Various political blocs have started debating on this issue. The most important thing was to identify asylum seekers. Many people opined that they should be viewed as “irregular” border crossers. On the other hand, many people used to believe that the border crossers must be termed as “illegal”.
On social media, a lot of misinformation started spreading. It also triggered serious concern among citizens regarding their security. Do the asylum seekers pose serious security threats to the country?
Among such anticipations, it has been found that only a small number of irregular border crossers have serious criminal records in the past. Since 2017, only 30 irregular border crossers have been blocked from obtaining citizenship status for having serious criminal records in the past.
Data further revealed that only 140 people among the 45,000 irregular immigrants had criminal records. Thus, they were not given the “refugee” status to Canada. Overall percentage becomes only 0.3% when it comes to the overall number of irregular asylum seekers with past criminal records.
Clark Kazak, a public policy professor at the University of Ottawa, stated that she was not surprised at all with the data. If someone has a criminal record, the person would not apply for the refugee status, as the person already knows that it is not easy for him to get asylum with a poor criminality background.
What Does Serious Criminality Mean?
The punishable offense involves at least 10 years of imprisonment has been recognized as a serious criminal offense. According to data, only 0.3% of asylum seekers have serious criminal records. Others may also have criminal records, though those records do not fall into the category of “serious criminality”.
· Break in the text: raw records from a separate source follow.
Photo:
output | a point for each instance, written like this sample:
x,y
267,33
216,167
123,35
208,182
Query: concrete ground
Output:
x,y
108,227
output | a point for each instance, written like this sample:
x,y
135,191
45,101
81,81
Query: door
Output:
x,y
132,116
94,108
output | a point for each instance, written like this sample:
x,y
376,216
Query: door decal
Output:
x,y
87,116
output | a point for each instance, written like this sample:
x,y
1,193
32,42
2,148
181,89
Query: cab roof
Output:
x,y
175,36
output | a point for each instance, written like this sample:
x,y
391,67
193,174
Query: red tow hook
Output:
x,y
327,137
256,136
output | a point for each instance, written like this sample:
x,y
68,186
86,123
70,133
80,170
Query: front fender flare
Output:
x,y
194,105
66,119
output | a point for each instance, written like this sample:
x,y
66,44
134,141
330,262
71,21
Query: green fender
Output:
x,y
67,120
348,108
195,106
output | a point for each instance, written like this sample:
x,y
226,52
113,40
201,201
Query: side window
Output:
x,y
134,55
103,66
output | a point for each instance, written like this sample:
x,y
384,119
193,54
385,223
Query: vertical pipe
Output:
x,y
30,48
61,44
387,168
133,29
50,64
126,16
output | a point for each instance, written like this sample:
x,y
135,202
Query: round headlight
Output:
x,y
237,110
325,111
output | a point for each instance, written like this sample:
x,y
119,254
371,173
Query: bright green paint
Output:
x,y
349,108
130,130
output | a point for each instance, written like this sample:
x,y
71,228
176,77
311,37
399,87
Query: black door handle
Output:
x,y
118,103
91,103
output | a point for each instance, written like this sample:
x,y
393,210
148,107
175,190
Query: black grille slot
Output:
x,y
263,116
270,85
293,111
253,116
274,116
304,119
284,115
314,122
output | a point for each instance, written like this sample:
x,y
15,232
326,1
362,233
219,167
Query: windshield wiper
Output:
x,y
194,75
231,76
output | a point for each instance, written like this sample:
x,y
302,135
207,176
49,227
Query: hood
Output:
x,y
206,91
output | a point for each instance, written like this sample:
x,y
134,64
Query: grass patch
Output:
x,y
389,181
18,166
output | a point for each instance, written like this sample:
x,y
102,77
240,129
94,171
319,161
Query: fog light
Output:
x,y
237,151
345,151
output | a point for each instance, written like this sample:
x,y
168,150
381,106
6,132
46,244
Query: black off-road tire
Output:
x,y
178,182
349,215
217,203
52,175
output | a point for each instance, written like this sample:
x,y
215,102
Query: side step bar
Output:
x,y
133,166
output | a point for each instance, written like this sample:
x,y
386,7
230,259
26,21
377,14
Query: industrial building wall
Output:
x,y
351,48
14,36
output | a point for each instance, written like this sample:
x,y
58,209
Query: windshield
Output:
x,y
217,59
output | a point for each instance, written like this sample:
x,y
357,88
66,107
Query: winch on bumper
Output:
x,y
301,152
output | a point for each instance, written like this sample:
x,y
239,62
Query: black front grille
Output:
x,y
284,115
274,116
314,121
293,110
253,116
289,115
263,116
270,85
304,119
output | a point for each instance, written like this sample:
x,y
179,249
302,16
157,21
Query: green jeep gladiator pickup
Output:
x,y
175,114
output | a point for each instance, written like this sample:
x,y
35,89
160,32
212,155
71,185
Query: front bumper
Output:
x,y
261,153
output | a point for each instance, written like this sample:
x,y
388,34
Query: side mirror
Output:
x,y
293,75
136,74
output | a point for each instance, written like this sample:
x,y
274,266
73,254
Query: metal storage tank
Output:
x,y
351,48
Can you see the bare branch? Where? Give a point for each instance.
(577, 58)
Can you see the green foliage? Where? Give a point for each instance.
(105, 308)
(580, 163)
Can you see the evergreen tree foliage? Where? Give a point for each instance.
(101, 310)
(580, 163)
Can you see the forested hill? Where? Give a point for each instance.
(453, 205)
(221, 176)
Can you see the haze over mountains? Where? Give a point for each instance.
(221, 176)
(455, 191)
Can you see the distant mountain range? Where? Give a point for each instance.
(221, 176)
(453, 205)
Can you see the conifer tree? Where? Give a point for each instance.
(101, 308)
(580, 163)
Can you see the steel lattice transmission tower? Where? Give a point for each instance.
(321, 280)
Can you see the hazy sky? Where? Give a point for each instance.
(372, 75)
Is Border Crossing a Crime?
In many countries, crossing borders has been regarded as a crime. However, things are different in Canada. Under both international and Canadian law, border crossing is not a criminal offense. Thus, a person who crossed the border cannot be penalized or prosecuted.
Director of global migration lab, Craig Damien Smith, told that international refugee laws have been crafted in a way to help the people who are living in distress. To describe the law further, he asked to sight the example of East Germany. Anyone who comes under the Berlin Wall would be a criminal if the refugee claim has been made illegal.
Criminal Do Not always Come with Threat
Every country is committed ensuring the best security for its taxpaying citizens. Thus, countries have to think twice before accepting applications for asylum for the people who have a criminal past.
It does not mean that people having criminal records are always threats to a country. In fact, criminals would not go for applications of the legal process of refugee status.
With irregular migration, negative rhetoric is associated. It causes security fear among people or citizens. Political blocs take advantage of the fear among the citizens. They take advantage of the situation to score political benefits.